Restoring The Merchants & Planters Safe
An interesting thing happened in 1903 that has yet to be explained! A beautiful hand-painted bank safe, made by the Mosler Safe Company in Hamilton, Ohio, arrived at the Raymond Railroad Depot. The safe, bearing a personalized inscription Merchants and Planters Bank, had obviously been ordered for the bank in Raymond. However, at that time a bank did not exist! Dick Kilby, bank president, commented... "it's a mystery to us why a safe was ordered three years before the bank was established. Recently when we were in the process of restoring the safe, we called Mosler Safe Company in Ohio and they confirmed that the safe had been made for the Merchants & Planters Bank of Raymond and shipped September 24th, 1903. The safe weighed approximately 2,325 pounds."
The Merchants and Planters Bank first opened its doors January 6th, 1906. Mr. J.L. Gaddis, Sr. of Bolton and his family were influential in the establishment of the bank. The original bank location was not on the corner of Town Square, as we know it today - but - in the middle of the block. After seventeen years - 1923 - the bank re-located to its present corner site and the safe, too heavy to move, was left behind. Raymond Post Office soon occupied the abandoned bank building and the safe became a 'fixture' for those working in the postal service. Kilby commented... "I can remember riding my bike up and down Main Street when I was a child. Often I would park my bike and go into the post office and watch as the postal workers would throw some of the mail back into the bank safe for storage. I was attracted to the safe even then."

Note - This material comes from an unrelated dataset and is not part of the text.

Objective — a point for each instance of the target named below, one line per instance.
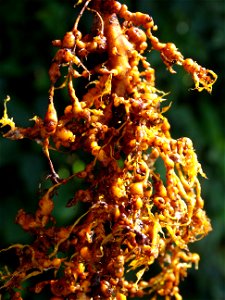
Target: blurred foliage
(197, 28)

In 1962 the post office moved from the old bank building to a new and modern facility on Oak Street. Once again the safe was abandoned except for the various businesses that occupied the building from time to time.
In 1981, when the bank was remodeled and expanded, Mr. Kilby made the decision to knock down a portion of the wall just behind the secluded safe and secure it for display in the new bank building."That was quite an undertaking", Dick commented... "the safe was so heavy we had to have a fork lift to move it! Once we had it placed in the bank the next step was to clean it up. At this point we secured the services of artist, Michael Hataway, to do the restoration work."
In regard to this unique restoration Hataway commented... "my first exposure to the old safe in Merchants & Planters Bank was when a fellow artist mentioned it to me. He had turned Mr. Kilby down on the restoration saying it was 'too technical' and 'too confining'. Several days later Mr. Kilby called me to see if I was interested in the restoration job or if I knew anybody qualified to do it. I've never met a 'safe restorer' in my life, so I went to the bank to see whether or not I thought I could do the job. On inspection it was easy to see that the safe was in deplorable condition. Mr. Kilby explained that it had been in one fire and also someone tried, unsuccessfully, to break into the safe. I agreed to do the work if the bank would give me all the time that would be needed."
Michael faced several problems as he began to work. First of all he was instructed not to sand or chip away any loose paint. "Mr. Kilby did not want anything removed from the safe, only added to." The next problem facing the artist was finding the time to work at the bank. Most of the work was done after school and on weekends. "I would leave the college and work until I was too tired to lift a brush. Several weekends Mr. Kilby would lock me inside the bank for long periods of time. It was almost too quiet in those days!" Another problem in the restoration was finding the appropriate media that would match the master's work. The fire had burned away the finish on the safe and dulled all the colors. What I produced could be called a product of mixed media."
Another problem was Michael's large 6'5", 210 pound frame. This made it difficult to position himself to reach all available surfaces. Michael commented... "I am convinced that a lot of the artistic work that was on this safe was completed before the safe was finally assembled." Probably the most challenging part of the work was trying to match the technique and style of the original artist. The artists of the time were truly masters at their job."
The restoration took almost four months to complete. Contemplating on the work Michael commented... "I accepted the job as a challenge. I knew a lot of artists that backed away from it and that made me want to do it even more. The folks at the bank were my greatest fans. They would walk by and encourage me. The last day I worked I felt like I was giving up my child to the world. I am proud that I helped save something of beauty from our past history. As an artist I have always enjoyed old buildings, trees, barns etc. as subject matter for my paintings. The 84 year old safe is part of that history and our past. Would I ever tackle another project like this? Well, part of me says 'yes' but another part says a Strong 'no'. I suppose I could add the job title SAFE RESTORER to my resume. But, nobody would really understand."
At one time it seemed in vogue for Americans to discard the old and make room for the new. This trend had little effect when it came to Raymond! There were many towns that lost the railroad depot as trains ceased to run - not Raymond! Many banks and businesses discarded their old safes in order to make room for the more modern ones - not Raymond! Raymond is deeply rooted to its past. The restored safe adds yet another dimension toward preserving its history.